An ultrasound, also called a sonogram, is an imaging test that uses sound waves to create images of structures in the body. Doctors use ultrasound to determine whether a neck mass is a swollen gland, cyst, or tumor.
To perform an ultrasound, a technician uses a handheld device called a transducer. He or she moves the device gently across your child’s neck, and the transducer sends the image to a computer monitor.
An MRI scan uses a magnetic field and radio waves to create computerized, two- and three-dimensional images of the body. A doctor may recommend an MRI if ultrasound images don’t provide enough detail to confirm a diagnosis.
A CT scan uses X-rays and a computer to generate detailed cross-sectional images of the body. This test reveals any masses in the neck and helps the doctor assess the extent of inflammation caused by an infection.

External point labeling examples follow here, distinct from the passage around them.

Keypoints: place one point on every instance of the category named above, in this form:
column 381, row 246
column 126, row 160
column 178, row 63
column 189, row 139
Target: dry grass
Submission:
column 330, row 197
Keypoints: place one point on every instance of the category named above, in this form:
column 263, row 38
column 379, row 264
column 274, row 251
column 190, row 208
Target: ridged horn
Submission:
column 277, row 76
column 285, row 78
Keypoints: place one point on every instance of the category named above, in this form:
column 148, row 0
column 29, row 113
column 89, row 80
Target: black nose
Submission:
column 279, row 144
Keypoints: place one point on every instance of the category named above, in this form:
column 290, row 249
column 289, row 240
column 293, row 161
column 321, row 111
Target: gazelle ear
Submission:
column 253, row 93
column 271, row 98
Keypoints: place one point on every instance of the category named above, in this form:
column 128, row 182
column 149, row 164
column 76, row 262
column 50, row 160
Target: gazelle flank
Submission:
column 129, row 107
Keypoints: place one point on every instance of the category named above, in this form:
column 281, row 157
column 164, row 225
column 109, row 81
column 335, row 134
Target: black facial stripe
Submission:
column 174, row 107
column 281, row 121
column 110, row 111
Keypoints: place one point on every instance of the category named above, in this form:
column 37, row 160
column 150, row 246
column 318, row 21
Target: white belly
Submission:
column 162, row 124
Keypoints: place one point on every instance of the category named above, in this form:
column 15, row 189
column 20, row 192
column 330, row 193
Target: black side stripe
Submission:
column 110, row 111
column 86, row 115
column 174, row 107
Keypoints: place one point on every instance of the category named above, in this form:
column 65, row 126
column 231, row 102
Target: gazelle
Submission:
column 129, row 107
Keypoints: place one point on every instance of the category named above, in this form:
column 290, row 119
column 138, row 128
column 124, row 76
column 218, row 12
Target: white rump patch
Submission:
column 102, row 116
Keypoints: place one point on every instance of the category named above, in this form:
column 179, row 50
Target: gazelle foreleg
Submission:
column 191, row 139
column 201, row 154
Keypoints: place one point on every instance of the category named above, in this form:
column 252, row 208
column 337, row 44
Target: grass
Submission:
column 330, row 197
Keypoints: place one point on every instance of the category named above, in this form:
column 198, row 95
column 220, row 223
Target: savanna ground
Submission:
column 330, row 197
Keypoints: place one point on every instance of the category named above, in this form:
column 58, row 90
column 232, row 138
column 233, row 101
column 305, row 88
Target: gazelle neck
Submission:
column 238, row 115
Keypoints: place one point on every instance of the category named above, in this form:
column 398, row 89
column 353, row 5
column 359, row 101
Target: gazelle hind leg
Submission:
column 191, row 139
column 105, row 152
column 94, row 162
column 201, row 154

If your doctor recommends surgery to remove a mass, he or she may use CT images to guide the procedure.
If the results of an imaging test suggest that a neck mass may be a tumor, your child’s doctor may recommend taking a tissue sample, or biopsy, to send to a laboratory for testing. A pathologist—a doctor who studies diseases under a microscope—can confirm if a neck mass is benign or cancerous and provide information about what type of tumor it is.
There are two types of biopsy that your child’s doctor may perform. He or she makes the decision about which approach to use based on the age of the child and the size and location of the mass. In the first approach, known as fine needle aspiration, a doctor inserts a thin needle into the mass and removes a small tissue sample. This procedure is often performed in a doctor’s office using local anesthesia. If a child has trouble sitting still, sedation may be used.
Sometimes a doctor determines that a needle biopsy isn’t possible, and he or she performs an open biopsy. In this procedure, the doctor makes an incision in the neck to remove a small piece of tissue from the mass. The incision is closed with stitches that dissolve on their own. Usually, this procedure is performed in a hospital using general anesthesia.
You may bring your child home within hours of the procedure. After the biopsy, your child may seem drowsy for a few hours while the anesthesia wears off. Results of the biopsy are available in about a week, and your child’s pediatric specialist calls you to discuss the results.